Moonee et sa mère vivent dans un motel de l’agglomération de Kissimmee, située non loin du parc Walt Disney d’Orlando. Avec plusieurs copains installés dans des chambres voisines, la petite fille de 6 ans explore tout ce qui l’entoure et fait les 400 coups, tandis que sa mère enchaîne les combines pour subvenir à leurs besoins.
Après Los Angeles pour Tangerine, Sean Baker retrouve un nouvel environnement ensoleillé et particulièrement coloré pour The Florida Project, mis en valeur par le format 35mm choisi par le cinéaste, qui abandonne ici le numérique.
Dès les premières scènes, le réalisateur fait comprendre à son spectateur que Moonee connaît sur le bout des doigts son lieu de résidence et ses alentours. Les motels et restaurants, qui peinent à prolonger l’esprit féérique du monde de Mickey, représentent un terrain de jeu idéal pour la petite fille.
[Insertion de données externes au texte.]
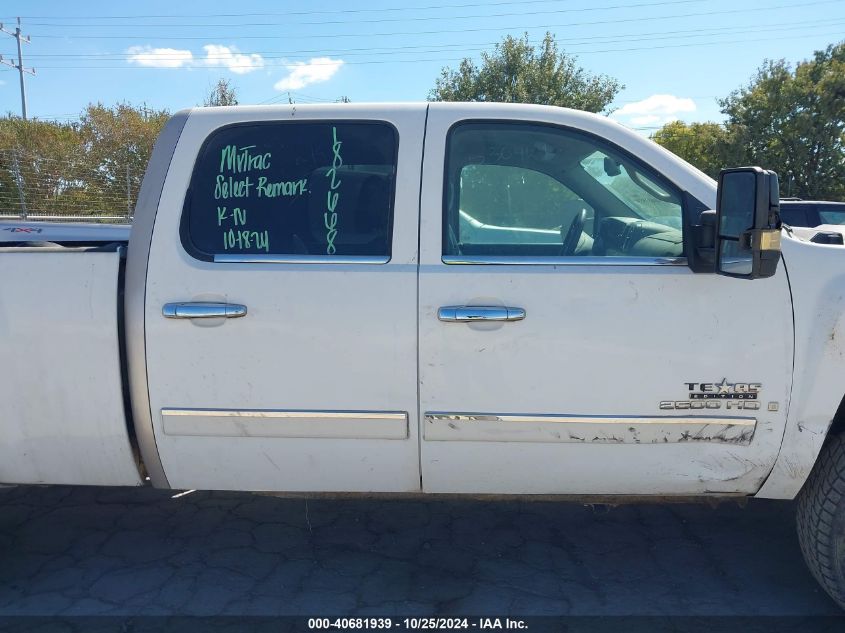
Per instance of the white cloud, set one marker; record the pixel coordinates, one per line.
(229, 57)
(654, 110)
(159, 57)
(315, 70)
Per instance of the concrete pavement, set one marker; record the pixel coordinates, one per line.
(91, 551)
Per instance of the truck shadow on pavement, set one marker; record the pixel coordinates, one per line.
(93, 551)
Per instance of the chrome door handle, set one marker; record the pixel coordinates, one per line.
(469, 314)
(203, 310)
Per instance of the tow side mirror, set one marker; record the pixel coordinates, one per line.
(747, 223)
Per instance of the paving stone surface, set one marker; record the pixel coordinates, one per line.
(95, 551)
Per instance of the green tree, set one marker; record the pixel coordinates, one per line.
(117, 142)
(221, 94)
(35, 160)
(518, 72)
(93, 166)
(792, 120)
(708, 146)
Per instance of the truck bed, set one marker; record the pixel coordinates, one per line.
(63, 418)
(64, 233)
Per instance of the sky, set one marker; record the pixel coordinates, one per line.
(675, 57)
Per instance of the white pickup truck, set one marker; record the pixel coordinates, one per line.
(432, 298)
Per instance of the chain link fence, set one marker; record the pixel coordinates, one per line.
(38, 188)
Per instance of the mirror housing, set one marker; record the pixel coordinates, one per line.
(747, 243)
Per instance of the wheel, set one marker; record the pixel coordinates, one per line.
(821, 519)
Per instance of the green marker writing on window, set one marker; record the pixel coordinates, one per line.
(330, 217)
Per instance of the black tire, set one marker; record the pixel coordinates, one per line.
(821, 519)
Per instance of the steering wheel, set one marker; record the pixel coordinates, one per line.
(573, 235)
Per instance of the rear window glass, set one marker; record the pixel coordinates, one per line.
(830, 214)
(305, 189)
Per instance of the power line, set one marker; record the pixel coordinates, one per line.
(462, 46)
(462, 30)
(452, 59)
(290, 13)
(382, 20)
(20, 67)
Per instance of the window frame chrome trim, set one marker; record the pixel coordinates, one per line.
(520, 260)
(259, 258)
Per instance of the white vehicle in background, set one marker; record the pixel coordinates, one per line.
(431, 298)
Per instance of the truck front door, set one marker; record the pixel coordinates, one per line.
(565, 345)
(281, 302)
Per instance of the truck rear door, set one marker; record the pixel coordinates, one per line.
(281, 323)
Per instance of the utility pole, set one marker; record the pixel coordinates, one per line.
(21, 68)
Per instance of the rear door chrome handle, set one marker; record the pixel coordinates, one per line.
(470, 314)
(203, 310)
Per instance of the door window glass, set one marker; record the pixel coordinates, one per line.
(318, 189)
(517, 189)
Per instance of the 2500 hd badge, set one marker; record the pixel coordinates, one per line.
(720, 395)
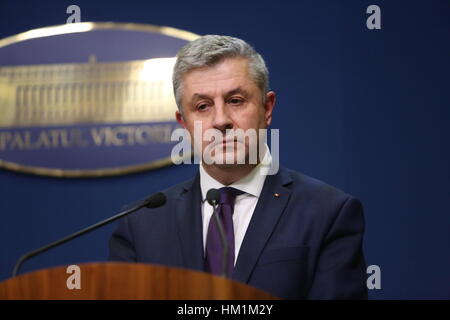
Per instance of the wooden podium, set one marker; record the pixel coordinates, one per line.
(125, 281)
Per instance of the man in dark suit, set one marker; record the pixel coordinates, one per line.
(288, 234)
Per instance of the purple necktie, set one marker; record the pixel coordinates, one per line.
(214, 248)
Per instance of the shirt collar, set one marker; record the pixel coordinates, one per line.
(251, 183)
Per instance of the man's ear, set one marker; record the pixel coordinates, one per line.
(180, 118)
(268, 107)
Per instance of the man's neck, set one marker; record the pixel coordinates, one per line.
(228, 174)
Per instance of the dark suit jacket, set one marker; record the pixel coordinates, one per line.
(306, 243)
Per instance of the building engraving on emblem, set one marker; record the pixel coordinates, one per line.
(79, 93)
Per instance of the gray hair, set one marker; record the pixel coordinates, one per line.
(209, 50)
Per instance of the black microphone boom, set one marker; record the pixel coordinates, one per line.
(154, 201)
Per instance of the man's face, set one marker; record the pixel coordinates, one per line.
(223, 97)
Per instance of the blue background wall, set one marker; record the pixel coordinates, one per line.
(366, 111)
Au travers de séquences qui, au premier abord, paraissent indépendantes les unes des autres, le spectateur découvre la topographie du motel et ses environs, la position des chambres des petits héros, la distance qui les sépare et les différents commerces autour desquels ils traînent pour tromper l’ennui. L’utilité de cette présentation exhaustive mais passionnante des lieux se ressent jusque dans l’émouvante scène finale, durant laquelle la jeune Moonee met une dernière fois à profit sa connaissance parfaite de son environnement.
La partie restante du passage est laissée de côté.